Jak wszyscy wiemy, Violetta Villas to prawdziwa diwa. Niekwestionowana gwiazda piosenki na całym świecie. Dziś może trochę zapomniana, ale wciąż gwiazda.
Kiedy Villas dostała scenariusz filmu, który ma opowiedzieć historię jej życia, diwa myślała, że w jej postać wcieli się Kasia Figura . I to by sie nawet zgadzało. Wielka aktorka wcielająca się w postać wielkiej artystki - sukces murowany.
Jednak zaszły zmiany. Reżyser filmu twierdzi, że widzi tylko Joaśkę Liszowską w głównej roli:
Dla mnie tylko Joanna Liszowska mogłaby zagrać Villas.
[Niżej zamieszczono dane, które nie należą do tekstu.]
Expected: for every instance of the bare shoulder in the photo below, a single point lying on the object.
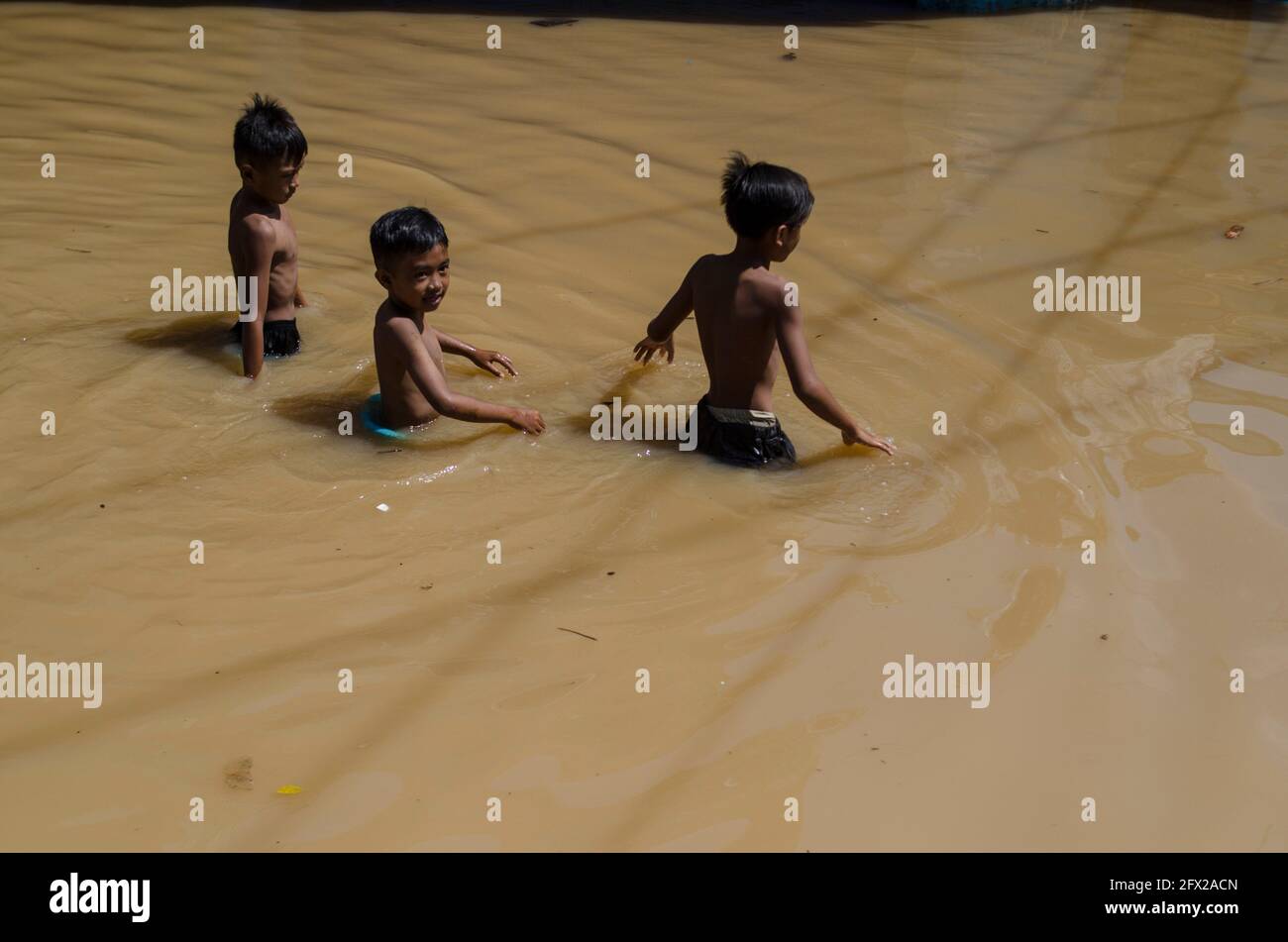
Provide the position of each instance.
(768, 288)
(256, 229)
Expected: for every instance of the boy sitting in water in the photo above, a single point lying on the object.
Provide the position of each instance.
(269, 151)
(410, 250)
(743, 321)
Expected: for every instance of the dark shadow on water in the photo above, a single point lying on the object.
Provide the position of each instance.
(553, 16)
(202, 336)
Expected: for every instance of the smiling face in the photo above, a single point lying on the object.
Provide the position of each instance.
(419, 280)
(274, 180)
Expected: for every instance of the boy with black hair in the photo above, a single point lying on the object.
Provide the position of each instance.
(408, 248)
(743, 319)
(269, 150)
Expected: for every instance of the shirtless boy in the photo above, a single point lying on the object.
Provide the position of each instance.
(269, 151)
(745, 321)
(410, 250)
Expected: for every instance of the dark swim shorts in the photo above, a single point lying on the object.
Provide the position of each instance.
(281, 338)
(742, 437)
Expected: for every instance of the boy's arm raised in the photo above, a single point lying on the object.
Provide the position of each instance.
(490, 361)
(433, 385)
(661, 327)
(258, 238)
(790, 326)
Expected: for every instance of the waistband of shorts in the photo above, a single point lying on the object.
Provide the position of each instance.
(752, 417)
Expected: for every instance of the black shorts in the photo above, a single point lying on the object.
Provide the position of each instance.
(281, 338)
(742, 437)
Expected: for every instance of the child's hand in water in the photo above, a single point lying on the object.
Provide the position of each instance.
(528, 421)
(857, 437)
(648, 347)
(492, 362)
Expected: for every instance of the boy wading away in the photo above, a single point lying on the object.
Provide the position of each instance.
(269, 151)
(410, 250)
(745, 322)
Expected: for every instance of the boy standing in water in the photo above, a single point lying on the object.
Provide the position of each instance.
(410, 250)
(269, 151)
(745, 321)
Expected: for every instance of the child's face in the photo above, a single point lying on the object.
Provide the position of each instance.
(419, 280)
(274, 180)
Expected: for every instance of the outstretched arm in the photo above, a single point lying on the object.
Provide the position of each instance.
(433, 385)
(490, 361)
(806, 383)
(661, 327)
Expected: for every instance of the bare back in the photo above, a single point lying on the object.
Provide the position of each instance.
(735, 308)
(283, 274)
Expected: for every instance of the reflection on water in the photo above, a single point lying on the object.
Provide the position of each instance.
(613, 558)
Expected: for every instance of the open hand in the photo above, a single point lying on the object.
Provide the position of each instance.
(493, 362)
(648, 347)
(858, 437)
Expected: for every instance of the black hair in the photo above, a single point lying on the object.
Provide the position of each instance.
(759, 197)
(407, 231)
(267, 132)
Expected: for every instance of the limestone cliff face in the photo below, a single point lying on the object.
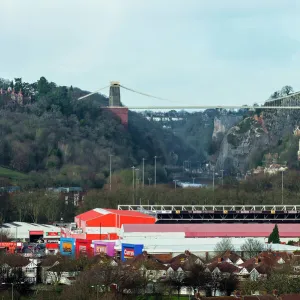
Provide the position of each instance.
(245, 143)
(223, 123)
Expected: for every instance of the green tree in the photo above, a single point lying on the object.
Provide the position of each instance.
(252, 247)
(274, 236)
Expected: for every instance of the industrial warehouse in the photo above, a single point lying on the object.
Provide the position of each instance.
(140, 229)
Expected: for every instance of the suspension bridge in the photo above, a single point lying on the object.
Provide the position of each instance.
(291, 101)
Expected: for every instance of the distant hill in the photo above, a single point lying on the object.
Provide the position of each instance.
(46, 133)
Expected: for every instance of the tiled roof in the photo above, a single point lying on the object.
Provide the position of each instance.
(224, 267)
(146, 260)
(234, 257)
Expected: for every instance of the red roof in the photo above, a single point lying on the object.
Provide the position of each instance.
(99, 212)
(218, 230)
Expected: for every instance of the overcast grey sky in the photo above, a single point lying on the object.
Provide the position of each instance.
(189, 51)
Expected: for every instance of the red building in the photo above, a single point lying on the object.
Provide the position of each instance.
(104, 224)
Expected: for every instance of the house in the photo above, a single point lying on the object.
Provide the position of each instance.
(149, 265)
(184, 261)
(25, 269)
(223, 267)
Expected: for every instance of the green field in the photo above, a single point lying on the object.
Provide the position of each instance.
(11, 174)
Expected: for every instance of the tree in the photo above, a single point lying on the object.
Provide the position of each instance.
(224, 245)
(252, 247)
(199, 278)
(229, 284)
(274, 236)
(176, 281)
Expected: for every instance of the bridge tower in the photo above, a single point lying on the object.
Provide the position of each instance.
(115, 103)
(114, 94)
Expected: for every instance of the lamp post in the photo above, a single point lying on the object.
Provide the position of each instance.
(213, 178)
(222, 171)
(110, 155)
(97, 290)
(12, 288)
(143, 172)
(133, 167)
(155, 170)
(175, 183)
(282, 171)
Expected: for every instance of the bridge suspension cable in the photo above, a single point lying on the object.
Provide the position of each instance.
(283, 102)
(90, 94)
(147, 95)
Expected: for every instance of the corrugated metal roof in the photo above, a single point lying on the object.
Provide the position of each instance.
(217, 230)
(89, 215)
(131, 213)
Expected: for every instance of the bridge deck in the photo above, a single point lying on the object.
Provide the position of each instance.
(220, 213)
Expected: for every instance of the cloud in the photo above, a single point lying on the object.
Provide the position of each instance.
(193, 51)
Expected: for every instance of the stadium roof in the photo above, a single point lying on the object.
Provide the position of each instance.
(217, 230)
(99, 212)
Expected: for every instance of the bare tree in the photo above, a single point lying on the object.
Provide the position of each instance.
(176, 281)
(224, 245)
(286, 90)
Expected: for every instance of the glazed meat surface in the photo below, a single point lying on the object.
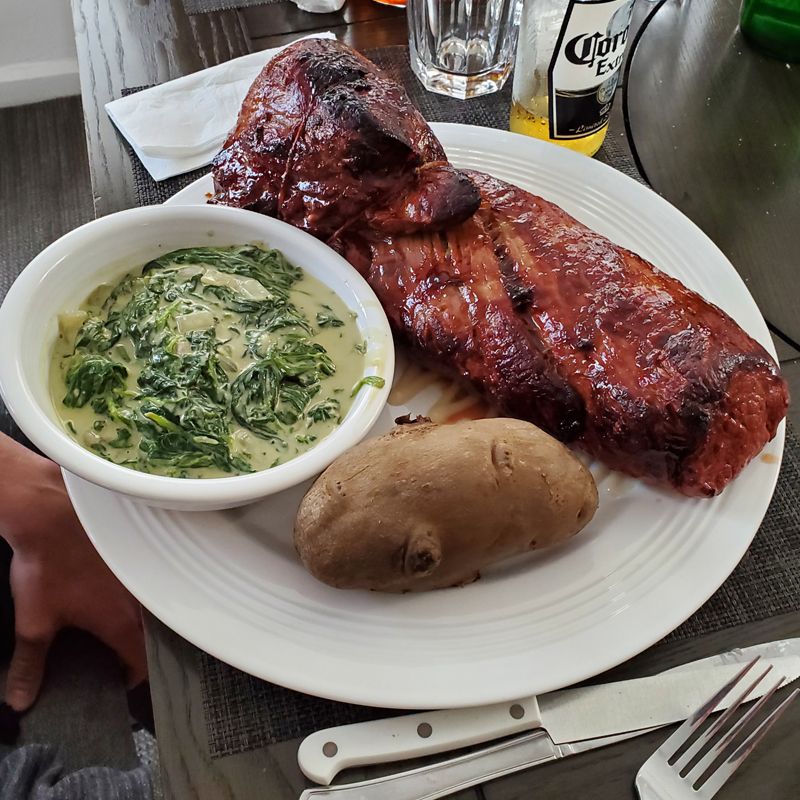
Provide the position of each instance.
(551, 321)
(325, 142)
(558, 325)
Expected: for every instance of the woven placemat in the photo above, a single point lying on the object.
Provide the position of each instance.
(243, 713)
(207, 6)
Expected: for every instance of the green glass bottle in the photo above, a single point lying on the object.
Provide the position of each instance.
(773, 26)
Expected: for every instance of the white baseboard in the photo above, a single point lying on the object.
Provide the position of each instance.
(34, 81)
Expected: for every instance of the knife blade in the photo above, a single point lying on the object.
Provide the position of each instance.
(446, 777)
(568, 715)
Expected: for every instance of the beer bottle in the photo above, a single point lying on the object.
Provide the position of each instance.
(773, 26)
(567, 67)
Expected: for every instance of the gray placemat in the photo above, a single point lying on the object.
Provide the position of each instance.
(207, 6)
(243, 713)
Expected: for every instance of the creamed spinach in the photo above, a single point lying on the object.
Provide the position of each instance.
(207, 362)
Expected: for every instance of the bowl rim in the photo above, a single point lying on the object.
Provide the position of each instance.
(56, 443)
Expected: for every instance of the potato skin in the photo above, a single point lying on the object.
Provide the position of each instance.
(427, 506)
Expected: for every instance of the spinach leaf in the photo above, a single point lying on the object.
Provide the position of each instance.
(327, 318)
(91, 375)
(368, 380)
(325, 410)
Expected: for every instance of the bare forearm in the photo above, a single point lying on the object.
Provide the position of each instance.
(24, 477)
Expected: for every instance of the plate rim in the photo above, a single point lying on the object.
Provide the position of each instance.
(374, 697)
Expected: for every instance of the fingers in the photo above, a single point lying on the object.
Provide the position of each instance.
(26, 671)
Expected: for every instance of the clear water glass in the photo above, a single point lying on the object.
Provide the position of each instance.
(463, 48)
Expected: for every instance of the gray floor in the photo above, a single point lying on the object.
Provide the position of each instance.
(45, 192)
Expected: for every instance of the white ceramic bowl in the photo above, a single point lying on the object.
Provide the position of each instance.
(61, 277)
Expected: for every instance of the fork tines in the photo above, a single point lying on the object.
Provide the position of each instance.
(732, 746)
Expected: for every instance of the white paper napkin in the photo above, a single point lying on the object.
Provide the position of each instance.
(180, 125)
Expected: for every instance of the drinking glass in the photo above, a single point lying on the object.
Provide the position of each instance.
(462, 48)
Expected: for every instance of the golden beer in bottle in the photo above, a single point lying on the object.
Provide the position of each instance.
(567, 67)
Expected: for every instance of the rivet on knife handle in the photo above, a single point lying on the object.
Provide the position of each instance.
(324, 754)
(446, 777)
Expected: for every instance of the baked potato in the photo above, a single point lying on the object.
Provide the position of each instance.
(427, 506)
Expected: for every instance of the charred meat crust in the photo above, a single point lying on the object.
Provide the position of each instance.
(325, 142)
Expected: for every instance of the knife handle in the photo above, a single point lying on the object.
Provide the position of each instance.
(325, 753)
(446, 777)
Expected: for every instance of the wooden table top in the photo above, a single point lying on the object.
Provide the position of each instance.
(123, 44)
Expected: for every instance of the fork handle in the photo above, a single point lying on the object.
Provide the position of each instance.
(446, 777)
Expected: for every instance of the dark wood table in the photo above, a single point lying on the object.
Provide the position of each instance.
(711, 161)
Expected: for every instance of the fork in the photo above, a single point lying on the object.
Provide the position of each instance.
(667, 776)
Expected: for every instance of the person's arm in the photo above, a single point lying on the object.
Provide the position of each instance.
(57, 578)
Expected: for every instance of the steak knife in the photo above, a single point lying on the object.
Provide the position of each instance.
(567, 716)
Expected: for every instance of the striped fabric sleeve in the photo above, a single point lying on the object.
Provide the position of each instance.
(33, 772)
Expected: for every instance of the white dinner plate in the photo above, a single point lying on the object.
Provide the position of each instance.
(230, 581)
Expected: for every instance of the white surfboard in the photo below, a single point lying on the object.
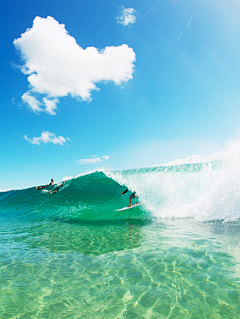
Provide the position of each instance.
(128, 207)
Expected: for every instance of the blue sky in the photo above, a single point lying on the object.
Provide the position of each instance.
(114, 84)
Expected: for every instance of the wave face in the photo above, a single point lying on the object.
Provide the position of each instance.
(204, 191)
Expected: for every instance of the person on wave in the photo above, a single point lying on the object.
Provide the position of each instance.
(132, 196)
(51, 183)
(57, 188)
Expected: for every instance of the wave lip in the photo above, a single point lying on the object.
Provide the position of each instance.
(204, 191)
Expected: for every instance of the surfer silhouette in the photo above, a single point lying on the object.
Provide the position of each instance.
(132, 196)
(51, 183)
(57, 188)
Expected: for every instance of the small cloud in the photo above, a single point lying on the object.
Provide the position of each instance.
(94, 159)
(127, 16)
(56, 65)
(47, 137)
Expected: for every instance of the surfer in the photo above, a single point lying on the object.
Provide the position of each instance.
(132, 196)
(57, 188)
(51, 183)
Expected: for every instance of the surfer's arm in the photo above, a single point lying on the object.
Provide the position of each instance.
(124, 191)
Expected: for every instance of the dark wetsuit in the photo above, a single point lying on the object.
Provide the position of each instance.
(133, 195)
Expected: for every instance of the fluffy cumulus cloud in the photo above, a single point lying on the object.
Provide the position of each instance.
(46, 137)
(127, 16)
(57, 66)
(93, 159)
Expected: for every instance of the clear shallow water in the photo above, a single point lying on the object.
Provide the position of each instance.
(127, 269)
(70, 255)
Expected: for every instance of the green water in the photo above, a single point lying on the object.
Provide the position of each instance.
(132, 268)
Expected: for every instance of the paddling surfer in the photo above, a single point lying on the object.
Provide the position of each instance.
(51, 183)
(57, 188)
(132, 196)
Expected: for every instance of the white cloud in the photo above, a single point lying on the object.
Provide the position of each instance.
(57, 66)
(46, 137)
(94, 159)
(127, 16)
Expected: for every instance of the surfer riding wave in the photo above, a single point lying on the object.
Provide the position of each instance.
(132, 196)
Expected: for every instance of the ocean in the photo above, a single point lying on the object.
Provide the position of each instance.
(176, 256)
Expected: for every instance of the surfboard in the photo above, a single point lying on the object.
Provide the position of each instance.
(128, 207)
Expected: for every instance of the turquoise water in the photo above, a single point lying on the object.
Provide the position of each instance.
(71, 255)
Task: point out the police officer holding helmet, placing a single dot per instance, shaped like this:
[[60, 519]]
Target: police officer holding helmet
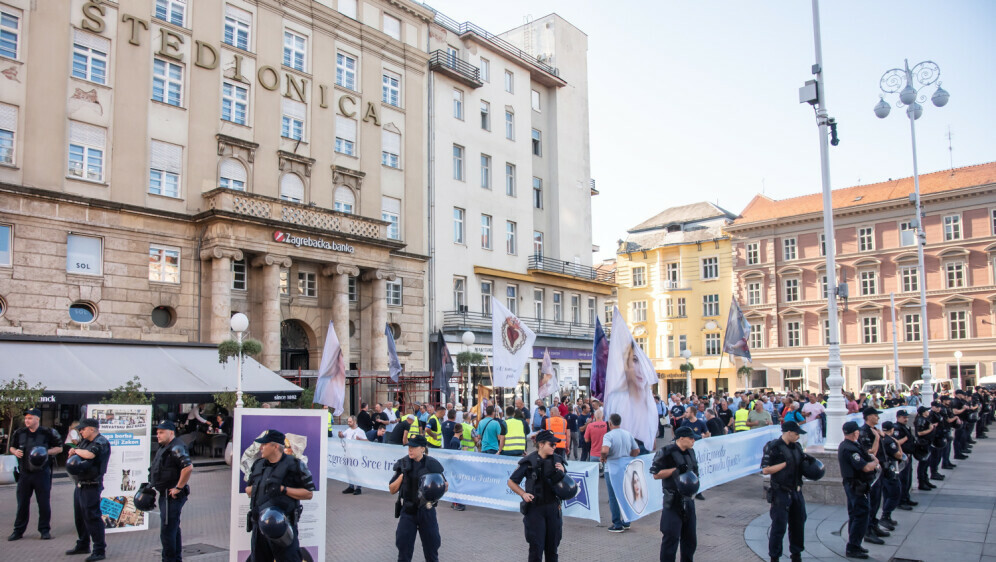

Ona dałaby radę, ma świetny głos i poradziłaby sobie na pewno z tą rolą - powiedział Konrad Aksinowicz dla faktu.
Nie mamy nic przeciwko Joasi , bo to dobra aktorka, która potrafi w dodatku śpiewać (Patrząc na Asię, przypomina nam trochę Villas), ale ostatnie zdanie powinno jednak należeć do Violetty Villas .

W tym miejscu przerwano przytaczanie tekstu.